Now, seven months on, he feels that the scalpel is at his throat. The mission was already a shambles, even before the death of Private Lutes. In despair of finding anything of value, wearied to death with this confinement and cowed by two strained, awful weeks of inexplicable radio silence, he jumped at the chance to turn the car around and head for home.
Brigadier Fry’s last words to him: “You may be tempted at some point to renege on our agreement, Dr. Fournier. With everyone calling you commander, it would be easy to fall into the trap of actually trying to command. But that’s really not what you’re there for. As far as your scientific expertise goes, I won’t presume to advise or direct you.
“But everything else is mine.”
24
McQueen sits up in the turret while the sun sets and the stars come out.
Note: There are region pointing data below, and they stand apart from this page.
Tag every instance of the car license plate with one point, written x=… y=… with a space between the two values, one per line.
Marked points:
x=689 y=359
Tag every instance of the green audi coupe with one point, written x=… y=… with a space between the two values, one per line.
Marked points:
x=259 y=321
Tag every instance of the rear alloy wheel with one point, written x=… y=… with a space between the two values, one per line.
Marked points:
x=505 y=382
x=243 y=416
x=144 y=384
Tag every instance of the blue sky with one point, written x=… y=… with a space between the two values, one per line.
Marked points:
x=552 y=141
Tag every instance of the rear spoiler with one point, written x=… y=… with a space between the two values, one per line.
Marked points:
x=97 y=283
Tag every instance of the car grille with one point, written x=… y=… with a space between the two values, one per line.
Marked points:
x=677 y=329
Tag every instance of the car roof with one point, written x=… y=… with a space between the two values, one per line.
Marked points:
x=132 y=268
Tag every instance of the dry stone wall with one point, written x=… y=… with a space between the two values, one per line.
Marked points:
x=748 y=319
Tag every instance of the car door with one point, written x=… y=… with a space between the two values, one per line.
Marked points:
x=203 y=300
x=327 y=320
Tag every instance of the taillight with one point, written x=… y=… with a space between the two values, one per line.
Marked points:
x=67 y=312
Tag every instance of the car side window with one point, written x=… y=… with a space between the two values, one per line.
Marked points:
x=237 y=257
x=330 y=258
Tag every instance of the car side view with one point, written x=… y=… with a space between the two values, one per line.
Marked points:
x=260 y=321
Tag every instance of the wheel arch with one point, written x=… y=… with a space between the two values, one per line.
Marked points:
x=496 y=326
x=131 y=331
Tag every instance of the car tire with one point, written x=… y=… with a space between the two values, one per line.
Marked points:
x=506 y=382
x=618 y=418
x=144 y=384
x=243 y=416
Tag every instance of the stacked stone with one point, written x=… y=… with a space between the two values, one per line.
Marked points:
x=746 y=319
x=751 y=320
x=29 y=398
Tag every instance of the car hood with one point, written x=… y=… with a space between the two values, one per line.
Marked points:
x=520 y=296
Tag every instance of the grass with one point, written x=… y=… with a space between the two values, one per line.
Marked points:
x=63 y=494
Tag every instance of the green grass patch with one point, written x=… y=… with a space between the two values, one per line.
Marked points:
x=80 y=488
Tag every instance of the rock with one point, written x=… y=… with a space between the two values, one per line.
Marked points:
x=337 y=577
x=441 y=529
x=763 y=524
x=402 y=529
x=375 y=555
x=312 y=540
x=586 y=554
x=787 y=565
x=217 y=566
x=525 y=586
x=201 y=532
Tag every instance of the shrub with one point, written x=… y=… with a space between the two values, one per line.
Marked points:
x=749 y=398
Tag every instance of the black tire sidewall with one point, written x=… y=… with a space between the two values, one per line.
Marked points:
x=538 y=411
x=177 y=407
In his mind, he identifies and names the constellations he can see. The Dragon. The Little Bear. Cepheus. Mostly he learned them for their use in orienteering, but he is struck too by the beauty and profligacy of their display. The daytime burns with a single fire, and a lot of the time it burns fitfully. The night is a million suns exploding all at once, igniting the whole sky. With no man-made lights to dim them, they have reclaimed the glory, the pre-eminence they had back in the dawn age when humans lived in caves. Even through the distorting curve of the turret glass, they make McQueen feel as though he is about to fall off the tilted world into the immensity beyond.